The old rage began to grow in him again. He lusted to kill. He wanted to help the people, aside from his own blood vengeance. He wondered if his dead father had not been able to help in having the son return to Chita. His return might be in the nature of a destiny which it would be sinful to avoid, even divine in its workings. It was all as if some controlling star had put power into his hands, and had swung him back to the land of his boyhood. It would be impossible to go against fate. He felt that no man could stand out against what had every sign of being a directed destiny.

Peter was filled with a strange exaltation, a very frenzy of joy over the thought that it would now be possible to pay off his old debt of revenge against Michael Kirsakoff. The words of an old folk song began to run through his mind and he hummed it gently, pausing to catch some of the almost forgotten words.

He got out his razor and shaved himself before the big wall mirror between the windows. The peace and quiet of his room were luxuries after the days and nights of living and sleeping on the pounding train among the Czech soldiers. He had time now for careful planning, and he desired to make the acquaintance of Kirsakoff at leisure, arrange the details of how the Governor should be killed and then carry through the project with all possible skill so that his tracks might be covered. There would be many pitfalls to avoid, many nicely balanced circumstances.

It would not be enough for Peter merely to kill Kirsakoff. The Governor must know who brought death to him, must understand before he was sent into eternity that it was Peter Petrovitch Gorekin, son of the bootmaker, who took vengeance.

The girl came with the samovar and the cakes and left them on the table. She fled again without taking the five-ruble note which Peter had left upon the table for her.

Peter sat by the window and ate and drank. The sun dropped behind the rim of the hill and twilight came swiftly. In the street below a line of rude carts passed, drawn by frosty ponies with their drivers plodding along behind the carts. They walked like men in their sleep, oblivious of everything about them and steeped in the torturing cold.

Farther up the street four men were drifting about aimlessly, tipsy with vodka. They drew together at times to engage in maudlin argument, and staggered about like clumsy bears, lurching at one another in wild plunges and falling in the street.

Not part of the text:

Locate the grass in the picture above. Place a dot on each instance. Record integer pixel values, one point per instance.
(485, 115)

The four roisterers disappeared. A squad of Japanese soldiers came stumbling down the street, evidently going on guard at the station for the night. They appeared to be half frozen, but they doggedly maintained some semblance of military formation. Their heads were so wrapped in cloths that they could hardly see their way, and the fur straps across their faces were white with frost from the moisture of their nostrils. Their big shoes were stuffed with straw, which hung out over the tops. The agonizing cold, despite the heavy clothing of the men, had penetrated to their bodies and had chilled them to a condition akin to lethargy. They walked as if through semiliquid air which impeded their movements.

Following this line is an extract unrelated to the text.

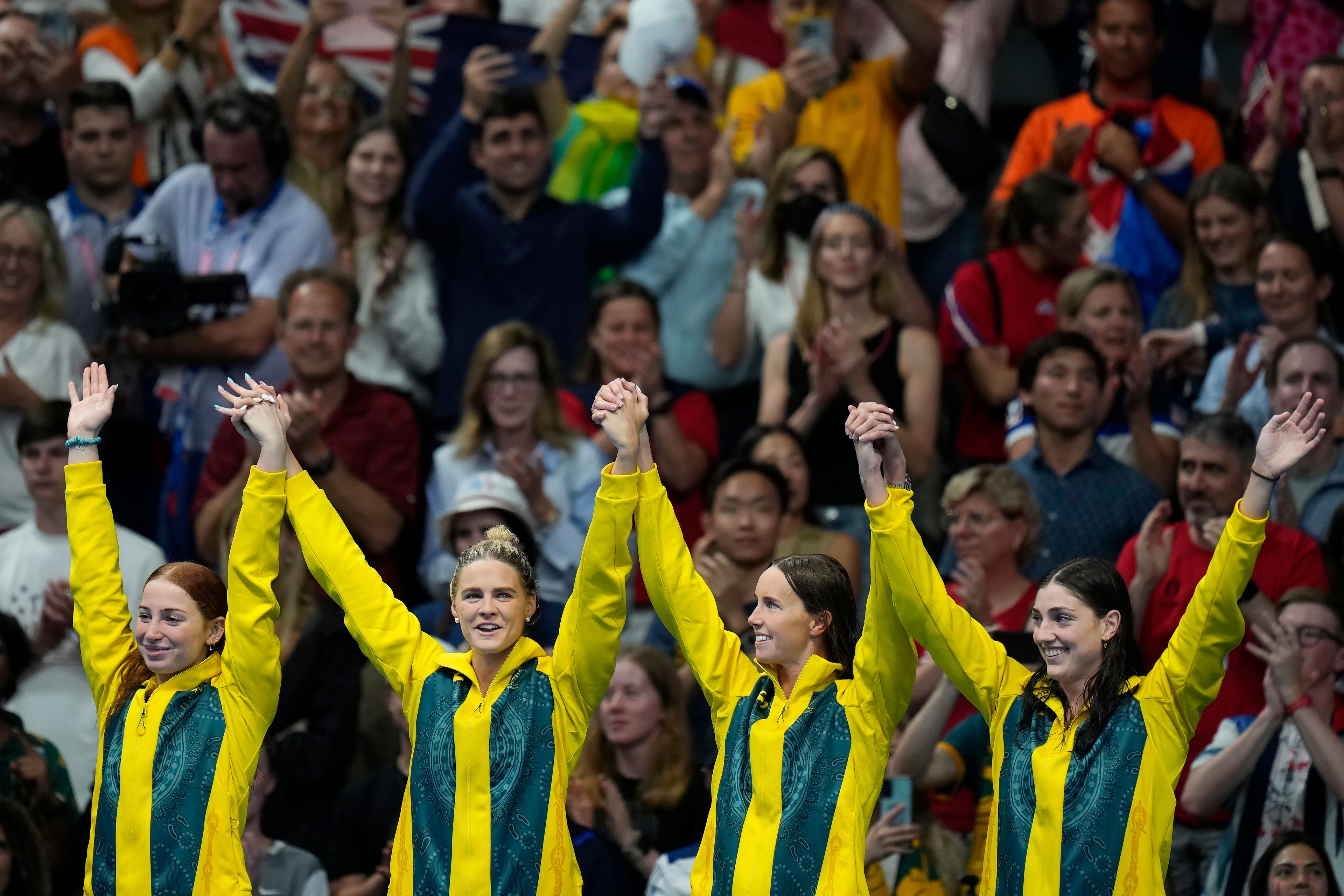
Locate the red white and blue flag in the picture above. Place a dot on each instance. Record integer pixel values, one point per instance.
(260, 34)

Peter remained by the window smoking, while the frost gradually grew up the windows. He was wondering how he could find Kirsakoff. It would not do to make direct inquiries. It might be possible to draw more from Rimsky, but it would be wise to wait before pressing the cigarette-seller to talk about Kirsakoff. The graybeard would be suspicious—he was already suspicious that Peter had some other motive in going to the hut than buying cigarettes. Yes, it would be safer to keep away from Rimsky for a few days, and perhaps wise not to move about the city too much and start gossip. He might be watched at first, but after a few days his presence in the city would be taken as a matter of course. Then he could begin his quest for Kirsakoff.

With this decision for the future, Peter prepared for bed.